Abstract. The structure of lignified plant cell wall is dependent on the manner of assembly of
polysaccharides and lignin during the formation of the cell walls. Synthetic lignins prepared in
the presence of carbohydrates under conditions that approximate cell wall Signification have
structures which resemble native lignin more closely than those prepared by conventional
methods. From these experiments, following factors were suggested to be effective in
controlling lignin structure during its formation: pH of polysaccharide gel in which
polymerization of lignols proceeds; association of lignols with polysaccharides; relative
concentration of monomers and oligomers. HPLC analysis of of the products in an early stage
of polymerization of monolignols indicated that pH and polarity of the medium are important
factors that affect the linkage type between monomers. Major dimers formed in solution are
ß-O-4’, ß-5’, and ß-ß’ dimers, and low pH and low polarity promoted formation of the ß-O-4’
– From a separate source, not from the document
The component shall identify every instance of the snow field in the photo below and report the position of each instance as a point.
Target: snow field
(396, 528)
dimer which is known to be a prevalent substructure in native lignin. Polysaccharides may play
an important role in various ways throughout the formation of polylignols in the cell wall.
Keywords. Lignin structure, Monolignols, Dilignols, Oligolignols, Polylignol,
Dehydrogenation polymer, DHP, Polysaccharides
INTRODUCTION
The physical and chemical properties of wood are better understood based on its ultrastructure.
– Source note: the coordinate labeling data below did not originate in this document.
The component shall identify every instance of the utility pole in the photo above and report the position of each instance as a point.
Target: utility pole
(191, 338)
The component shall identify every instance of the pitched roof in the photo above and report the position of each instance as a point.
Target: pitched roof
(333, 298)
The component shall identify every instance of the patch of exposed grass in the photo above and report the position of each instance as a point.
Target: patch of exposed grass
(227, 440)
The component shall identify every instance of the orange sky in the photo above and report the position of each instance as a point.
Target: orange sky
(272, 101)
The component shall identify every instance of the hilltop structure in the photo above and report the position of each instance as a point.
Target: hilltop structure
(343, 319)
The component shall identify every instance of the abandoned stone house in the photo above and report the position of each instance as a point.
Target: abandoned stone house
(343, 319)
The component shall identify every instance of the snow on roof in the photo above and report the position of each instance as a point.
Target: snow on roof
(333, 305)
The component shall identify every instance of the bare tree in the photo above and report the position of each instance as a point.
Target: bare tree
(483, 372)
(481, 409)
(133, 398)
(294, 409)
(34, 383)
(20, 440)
Ultrastructure means the three dimensional macromolecular structure of the major components,
cellulose, hemicellulose and lignin, and the manner of their assembly in the cell wall.
Based on observations of this assembly process during the biogenesis of tree cell walls by
various non-destructive methods such as radiotracer method and electron microscopy, a
tentative working hypothesis concerning the formation mechanism and ultrastructure of the cell
wall has been proposed (1, 2). In this hypothesis, the following proposals were made:
1. At an earliest stage of cell wall differentiation, a cell plate composed mainly of pectic
substances (PEC) are formed. On both sides of the cell plate, the primary wall (PW) and the
secondary wall (SW) are formed successively. Cellulose microfibrils (CMF) and
hemicelluloses (HC) are deposited at the same time so that the CMFs are kept separate by HC
gel. CMFs run in a random direction in PW, and in a fixed direction in SW. In the middle
layer of the secondary wall, the orientation of CMFs is almost parallel with the main cell axis,
while in the outer and inner layers, the CMFs are more inclined to the axis.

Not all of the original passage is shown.